Like Einstein, Born was an assimilated German Jew who fled the country's rising anti-Semitism in the early 1930s. Many of their letters from that period concern the deteriorating political situation in Europe and attempts to arrange teaching posts for exiled German scientists. But unlike Einstein, who perceived an inveterate savagery at the heart of German culture and never again set foot on German soil, Born was more forgiving. After sojourning in Edinburgh during World War II, he returned to Göttingen in 1953. They also differed on their shared Jewish heritage. While Einstein was a moderate Zionist, Born saw no difference between Jewish nationalism and all other embodiments of nationalism that he despised. Their political differences, though, were nowhere near as deep as their scientific disagreements.
Einstein considered Born and himself "Antipodean in our scientific expectations." Born was a leading proponent of quantum theory and was awarded the 1954 Nobel Prize for his work establishing the theory's mathematical basis. Einstein was quantum theory's foremost critic. Even though his 1905 paper on the photoelectric effect helped create the field of quantum mechanics, Einstein could never reconcile himself to its nondeterministic implications. He was adamant that the theory provided only a superficial explanation of the universe, and that a deeper theory would someday be found. This conviction was based almost entirely in aesthetic instincts about what the laws of physics ought to look like.
"Quantum mechanics is certainly imposing," he famously told Born. "But an inner voice tells me that it is not yet the real thing. The theory says a lot, but does not really bring us any closer to the secret of the 'old one.' I, at any rate, am convinced that He is not playing at dice." Einstein believed that there had to be an "objective reality" at the heart of the universe.

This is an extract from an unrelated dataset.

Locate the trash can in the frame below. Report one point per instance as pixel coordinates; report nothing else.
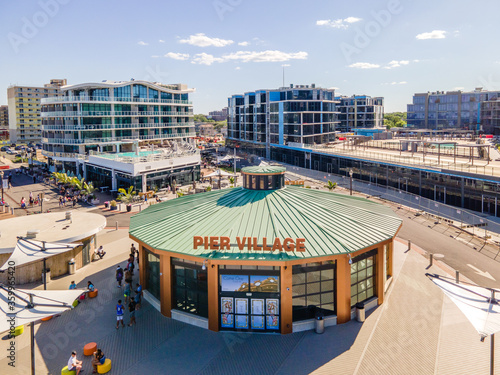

If quantum mechanics proved correct, he wrote, again teasing with one of his occupational counterfactuals, "I would rather be a cobbler, or even an employee in a gaming-house, than a physicist."
Their quarrel over quantum theory dragged out for more than three decades, but the content of their arguments changed little from the first letters they exchanged on the subject in 1919 right up until Einstein's death. In a 1953 letter Born declares, "I hope to be able to convince you at last that quantum mechanics is complete and as realistic as the facts permit." His attempt to persuade his friend after all those years seems almost comic. He goes on to call Einstein's stubbornness on the subject "quite unbearable."